Race, the Sabbath, and Resolutions

I wonder if Thabiti Anyabwile will support a resolution condemning the desecration of the Lord’s Day if I will also support a resolution condemning racism. The thought occurred to me after reading the pastor’s reaction to news that Tennessee’s legislators had refused to support a resolution condemning racism.

Might it be the case that the inability to admit the obvious about our past shows itself in fresh aggravation and consternation when we see Neo-Nazis marching today? Could it be that the simple act of failing to admit the historically true turns into complex construals that keep us from forthrightly naming present manifestations around us? I mean, how do Tennessee legislators today fail twice to pass a resolution condemning blatant racism?

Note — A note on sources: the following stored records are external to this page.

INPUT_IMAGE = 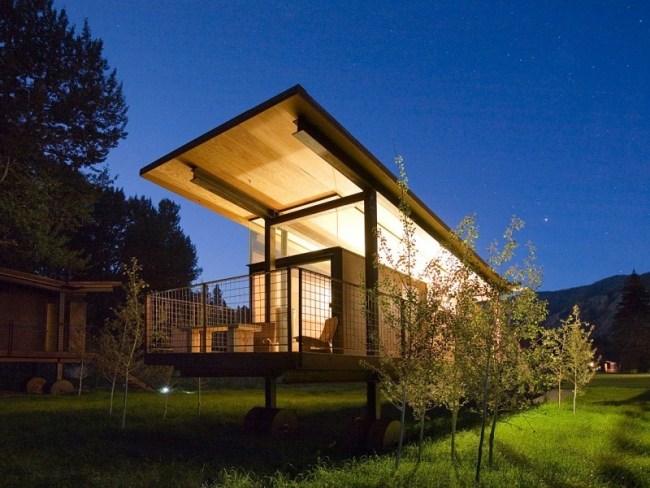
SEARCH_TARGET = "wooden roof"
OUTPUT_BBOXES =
[140,85,502,286]
[0,268,121,294]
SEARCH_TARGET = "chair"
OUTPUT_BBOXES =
[296,317,338,353]
[254,322,279,352]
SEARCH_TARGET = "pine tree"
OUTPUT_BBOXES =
[611,272,650,372]
[0,0,127,276]
[71,190,201,290]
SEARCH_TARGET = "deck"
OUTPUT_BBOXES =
[144,267,398,381]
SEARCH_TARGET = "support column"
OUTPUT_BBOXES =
[364,191,380,421]
[367,381,381,421]
[364,190,378,355]
[264,376,277,409]
[68,300,86,353]
[264,218,275,323]
[56,292,65,380]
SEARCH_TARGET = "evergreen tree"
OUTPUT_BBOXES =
[71,184,129,280]
[122,196,201,291]
[72,189,201,289]
[70,187,200,333]
[0,0,127,276]
[611,271,650,372]
[0,0,127,170]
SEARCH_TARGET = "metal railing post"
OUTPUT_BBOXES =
[201,283,208,353]
[144,294,150,352]
[297,269,303,353]
[287,268,293,353]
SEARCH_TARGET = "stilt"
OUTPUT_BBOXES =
[366,381,380,421]
[264,376,277,408]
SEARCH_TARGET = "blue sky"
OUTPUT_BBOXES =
[58,1,649,291]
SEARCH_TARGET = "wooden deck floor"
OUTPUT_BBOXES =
[145,351,383,382]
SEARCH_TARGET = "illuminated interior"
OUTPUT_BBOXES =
[249,193,454,281]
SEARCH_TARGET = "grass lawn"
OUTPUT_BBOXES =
[0,375,648,487]
[0,382,374,487]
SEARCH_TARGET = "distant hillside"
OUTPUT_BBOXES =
[539,272,650,342]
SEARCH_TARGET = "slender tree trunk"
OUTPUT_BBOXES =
[451,403,459,461]
[573,370,577,414]
[109,370,118,414]
[121,321,141,429]
[417,412,425,463]
[395,380,408,470]
[121,364,129,429]
[558,373,562,407]
[476,345,491,483]
[488,400,499,466]
[163,393,169,419]
[0,155,11,184]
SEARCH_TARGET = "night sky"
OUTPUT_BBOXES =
[58,1,649,291]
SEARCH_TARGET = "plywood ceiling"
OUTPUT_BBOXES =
[141,92,359,227]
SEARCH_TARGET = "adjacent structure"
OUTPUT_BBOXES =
[140,85,500,421]
[0,267,120,392]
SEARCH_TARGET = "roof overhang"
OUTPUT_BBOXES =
[0,268,121,294]
[140,85,502,287]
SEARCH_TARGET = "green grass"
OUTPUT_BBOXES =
[280,374,650,488]
[0,382,373,487]
[0,375,648,487]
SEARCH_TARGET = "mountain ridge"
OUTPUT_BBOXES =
[538,271,650,357]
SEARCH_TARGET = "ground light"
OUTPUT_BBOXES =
[160,386,171,418]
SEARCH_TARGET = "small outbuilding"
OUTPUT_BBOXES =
[0,267,120,392]
[603,360,618,373]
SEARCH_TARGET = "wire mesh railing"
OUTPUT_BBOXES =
[145,267,400,357]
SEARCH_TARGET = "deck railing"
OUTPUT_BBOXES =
[145,268,400,357]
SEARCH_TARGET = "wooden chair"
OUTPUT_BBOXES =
[296,317,338,353]
[254,322,279,352]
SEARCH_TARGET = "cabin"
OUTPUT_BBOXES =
[0,267,120,392]
[140,85,500,435]
[603,360,618,373]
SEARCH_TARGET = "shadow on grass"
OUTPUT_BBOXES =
[596,410,650,488]
[110,404,382,477]
[0,404,377,486]
[598,462,649,488]
[592,389,650,411]
[0,391,484,487]
[493,441,583,488]
[107,403,478,480]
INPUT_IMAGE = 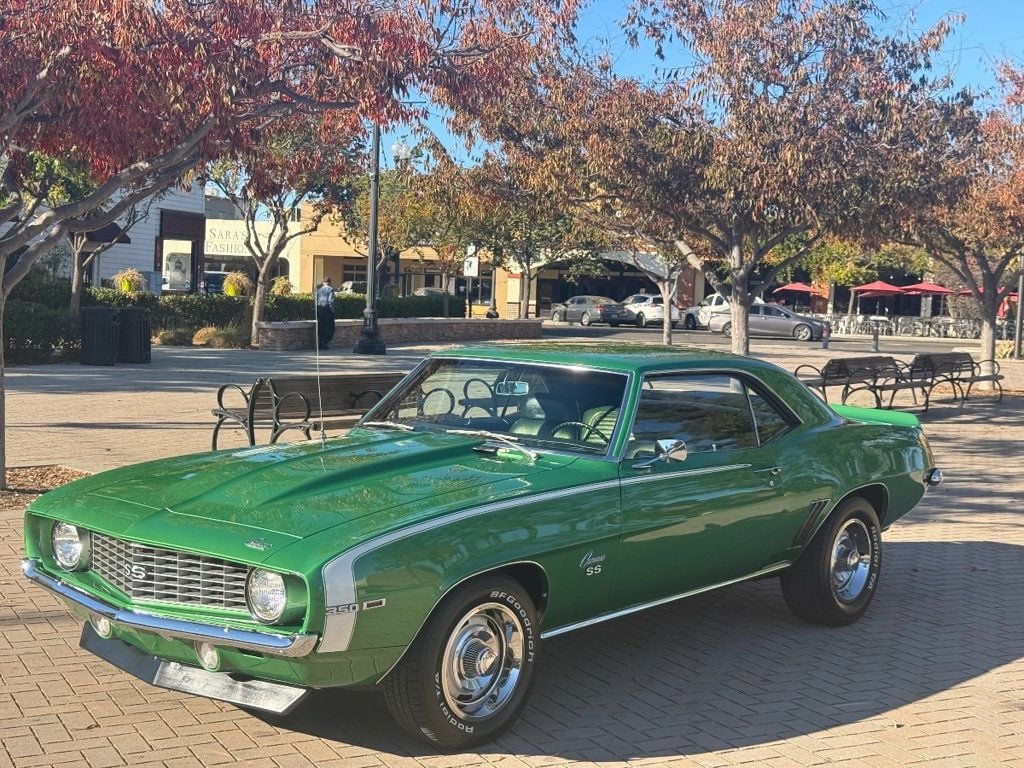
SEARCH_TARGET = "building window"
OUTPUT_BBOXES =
[162,239,193,292]
[342,263,367,282]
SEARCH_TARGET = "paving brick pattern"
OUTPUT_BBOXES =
[3,342,1023,767]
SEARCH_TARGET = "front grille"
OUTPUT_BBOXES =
[90,532,250,611]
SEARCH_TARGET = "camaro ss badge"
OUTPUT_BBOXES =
[245,539,270,551]
[580,551,606,577]
[123,563,148,581]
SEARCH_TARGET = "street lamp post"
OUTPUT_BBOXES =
[353,123,386,355]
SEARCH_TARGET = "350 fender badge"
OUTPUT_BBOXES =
[245,539,270,551]
[325,599,387,615]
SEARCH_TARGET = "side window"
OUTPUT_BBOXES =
[652,296,664,305]
[763,306,784,317]
[628,375,757,455]
[750,305,762,316]
[747,387,792,443]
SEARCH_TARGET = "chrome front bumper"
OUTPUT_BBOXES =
[21,559,318,658]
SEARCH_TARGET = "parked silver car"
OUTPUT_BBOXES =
[620,293,680,328]
[709,303,825,341]
[550,295,633,326]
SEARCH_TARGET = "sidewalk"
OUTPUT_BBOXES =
[6,339,1022,472]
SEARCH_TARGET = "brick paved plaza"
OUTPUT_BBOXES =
[2,338,1023,767]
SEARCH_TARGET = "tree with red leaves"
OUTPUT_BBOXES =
[0,0,578,482]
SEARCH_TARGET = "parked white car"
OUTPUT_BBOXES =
[620,293,681,328]
[682,292,764,330]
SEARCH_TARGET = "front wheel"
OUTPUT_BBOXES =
[551,310,562,322]
[684,314,697,330]
[580,312,592,326]
[781,498,882,626]
[382,576,538,749]
[721,322,732,338]
[793,323,813,342]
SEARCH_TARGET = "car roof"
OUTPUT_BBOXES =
[435,342,775,375]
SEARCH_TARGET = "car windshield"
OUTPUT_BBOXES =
[364,358,629,455]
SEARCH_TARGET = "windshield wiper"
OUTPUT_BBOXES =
[445,429,538,461]
[361,420,415,432]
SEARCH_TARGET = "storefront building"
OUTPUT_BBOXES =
[203,218,302,291]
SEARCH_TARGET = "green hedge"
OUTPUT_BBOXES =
[265,292,466,321]
[4,275,468,363]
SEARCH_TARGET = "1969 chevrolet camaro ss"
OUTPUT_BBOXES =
[22,343,941,748]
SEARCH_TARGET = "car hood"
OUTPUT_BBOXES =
[30,429,572,563]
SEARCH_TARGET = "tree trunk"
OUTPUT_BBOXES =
[658,279,674,345]
[977,287,999,387]
[0,291,7,489]
[250,258,275,346]
[70,254,84,314]
[442,276,450,317]
[729,242,750,355]
[521,268,533,320]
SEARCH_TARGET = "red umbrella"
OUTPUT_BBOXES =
[773,281,817,294]
[852,280,905,294]
[901,282,953,295]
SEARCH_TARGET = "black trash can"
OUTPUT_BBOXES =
[118,306,152,363]
[80,307,120,366]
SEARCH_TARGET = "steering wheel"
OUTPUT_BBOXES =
[550,420,611,445]
[417,387,456,417]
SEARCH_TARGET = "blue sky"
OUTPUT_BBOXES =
[390,1,1024,163]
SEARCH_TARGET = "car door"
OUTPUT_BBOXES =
[747,304,766,336]
[564,297,581,322]
[761,305,791,337]
[613,372,803,608]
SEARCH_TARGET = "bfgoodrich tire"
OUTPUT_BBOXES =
[781,497,882,626]
[382,575,538,749]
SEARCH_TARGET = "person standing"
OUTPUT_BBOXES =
[316,277,337,349]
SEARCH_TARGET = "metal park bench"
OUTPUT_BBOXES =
[211,372,406,449]
[795,352,1004,412]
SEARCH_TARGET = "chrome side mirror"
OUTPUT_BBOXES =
[632,438,688,469]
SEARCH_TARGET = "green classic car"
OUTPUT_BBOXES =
[22,344,941,748]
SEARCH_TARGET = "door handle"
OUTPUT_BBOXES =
[754,466,782,476]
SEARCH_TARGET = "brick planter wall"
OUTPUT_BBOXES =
[256,318,544,351]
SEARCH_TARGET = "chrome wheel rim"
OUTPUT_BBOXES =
[830,519,873,603]
[440,602,524,721]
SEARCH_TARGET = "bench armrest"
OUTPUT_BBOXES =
[974,358,1001,376]
[793,363,823,379]
[272,391,312,423]
[216,380,260,411]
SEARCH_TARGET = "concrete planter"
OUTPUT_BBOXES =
[256,317,544,351]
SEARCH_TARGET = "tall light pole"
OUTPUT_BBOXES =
[354,123,386,355]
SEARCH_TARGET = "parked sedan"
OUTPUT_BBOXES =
[23,343,939,749]
[710,303,826,341]
[550,295,632,326]
[620,293,681,328]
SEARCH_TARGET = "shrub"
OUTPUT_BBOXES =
[205,323,250,348]
[271,276,293,295]
[10,272,72,306]
[192,326,218,346]
[153,329,194,346]
[112,268,145,293]
[4,299,77,362]
[85,289,247,332]
[223,271,254,296]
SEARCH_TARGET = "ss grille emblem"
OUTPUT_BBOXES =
[124,563,148,581]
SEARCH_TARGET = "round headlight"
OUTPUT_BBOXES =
[52,523,90,570]
[246,569,287,624]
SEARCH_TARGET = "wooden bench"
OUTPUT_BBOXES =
[211,372,406,449]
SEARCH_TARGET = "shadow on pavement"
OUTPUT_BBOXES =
[263,539,1024,760]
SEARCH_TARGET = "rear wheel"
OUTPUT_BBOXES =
[781,497,882,626]
[635,313,647,328]
[383,575,538,749]
[684,315,697,330]
[671,319,678,329]
[580,312,592,326]
[721,322,732,338]
[793,323,813,342]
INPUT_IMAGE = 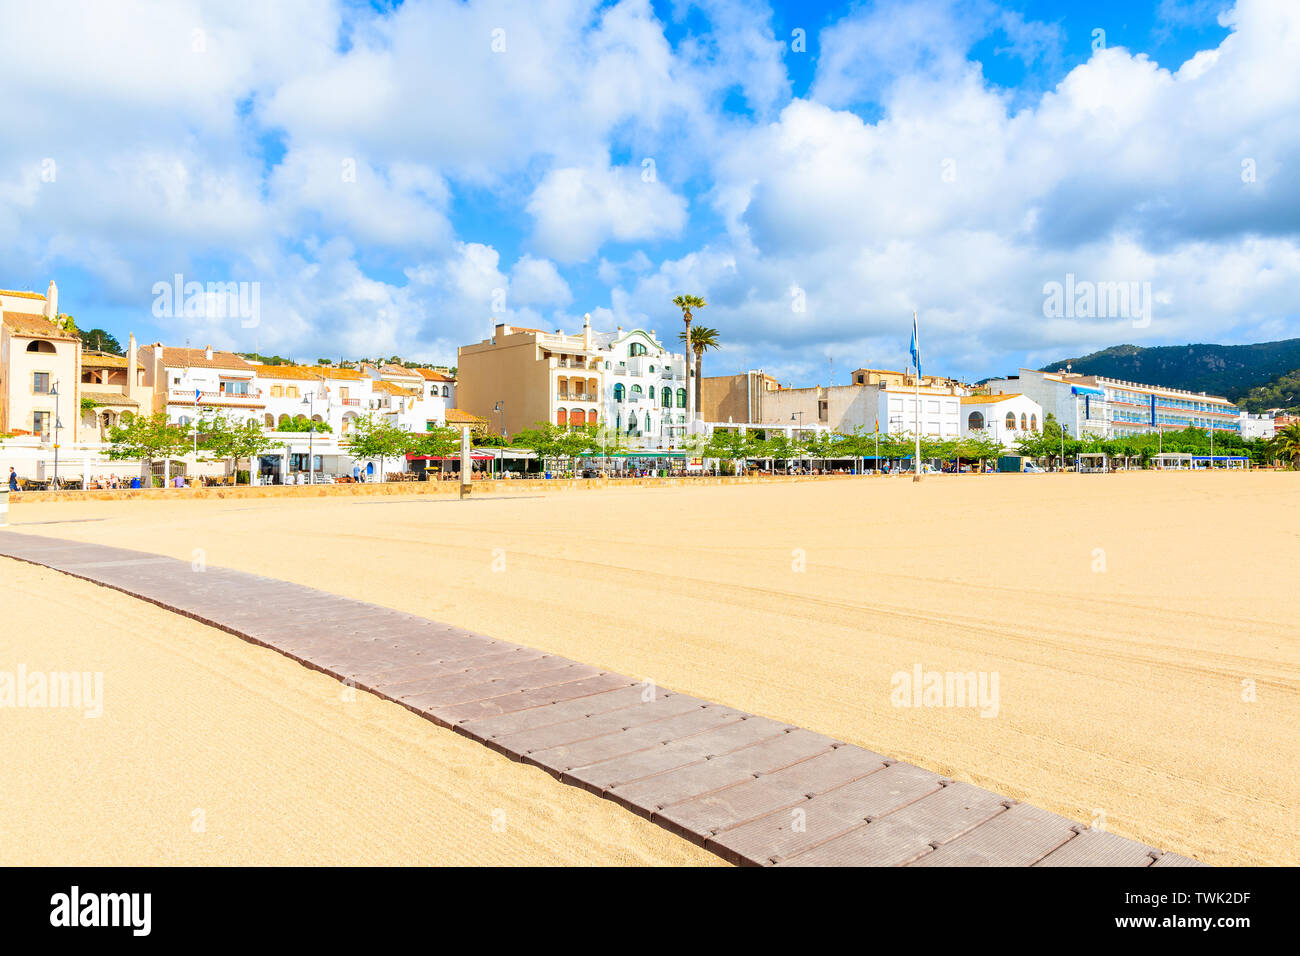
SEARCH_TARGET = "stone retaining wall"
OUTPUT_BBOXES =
[8,473,847,503]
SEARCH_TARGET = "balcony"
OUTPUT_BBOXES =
[169,388,265,407]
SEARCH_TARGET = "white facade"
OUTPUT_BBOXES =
[990,368,1239,438]
[875,386,963,438]
[960,393,1044,448]
[1239,412,1275,440]
[593,327,689,449]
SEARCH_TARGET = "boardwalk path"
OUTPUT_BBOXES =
[0,530,1203,867]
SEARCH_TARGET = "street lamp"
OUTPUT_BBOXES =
[50,380,61,487]
[494,401,506,479]
[301,392,317,485]
[790,412,803,474]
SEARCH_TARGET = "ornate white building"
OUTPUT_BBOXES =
[592,326,689,449]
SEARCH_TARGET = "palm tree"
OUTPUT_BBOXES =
[1270,423,1300,468]
[672,294,707,423]
[678,325,720,418]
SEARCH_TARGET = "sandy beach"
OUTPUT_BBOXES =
[0,559,720,865]
[4,471,1297,865]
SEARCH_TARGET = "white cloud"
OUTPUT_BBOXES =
[0,0,1297,382]
[509,255,573,307]
[526,159,688,262]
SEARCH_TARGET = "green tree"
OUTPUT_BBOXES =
[198,413,280,483]
[79,328,124,355]
[344,415,410,482]
[106,412,190,485]
[278,414,332,433]
[1269,423,1300,468]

Someone might say that legislatures should not issue resolutions but instead make laws. Simply refusing to support such a resolution might say something about politics more than race, though that is not how Anyabwile prefers to interpret it.

At the same time, Joe Carter, one of Anyabwile’s colleagues at The Gospel Coalition, warned that one danger of intersectionality is to nurture among Christians a sense of identity that relies more on demographic qualities than on a shared faith in Christ.

intersection theory may be of some use to Christians. But when it is used to justify the creation of ever more narrow and increasingly divisive identity groups, it becomes another secular worldview that Christians must reject.

While characteristics such as race and gender are not erased when a person becomes a member of God’s kingdom, our identity as Christians is rebuilt around Jesus. As the apostle Peter says, “you are a chosen race, a royal priesthood, a holy nation, a people for his own possession, that you may proclaim the excellencies of him who called you out of darkness into his marvelous light” (1 Pet. 2:9).

Such an understanding of Christian identity might prod me to think that Anyabwile, because of our shared identity in Christ, would support a resolution that condemned sinning against the Fourth Commandment. And if he did not lend his support, then I might also be tempted to conclude, as he does about the Tennessee legislature’s bona fides on race relations, that he is not properly concerned to defend the law of God; I might even conclude that someone who failed to support a resolution condemning violation of the Lord’s Day was a moral relativist because God’s law is the basis for any understanding of morality.

But I can well imagine that someone would object that a resolution condemning Sabbath desecration is really just my interpretation of the Fourth Commandment, not the one that all Christians who trust Christ accept. Of course, my understanding of the Lord’s Day leans heavily on my own convictions as a Presbyterian and what the Westminster Confession and Catechisms say about God’s law and the Fourth Commandment.

In which case, I don’t conclude that someone who refuses to support a resolution against Sabbath desecration is a bad Christian or a moral relativist. I believe the Ten Commandments to be obvious in the truths they communicate about God and our duty to serve him and love neighbors. But I also get it that Christians disagree on how to apply those truths to politics, society, and non-church institutions. Heck, not even Presbyterians agree on how to observe the Sabbath.

I wonder then if Anyabwile can be similarly flexible about opposition to racism and how obviously objectionable it is. A lot of people may oppose it but they may not agree on the methods to do so. I also wonder if he can make that concession, then perhaps he will be less inclined to reach certain judgments about those who dissent from the way he chooses to communicate about race relations.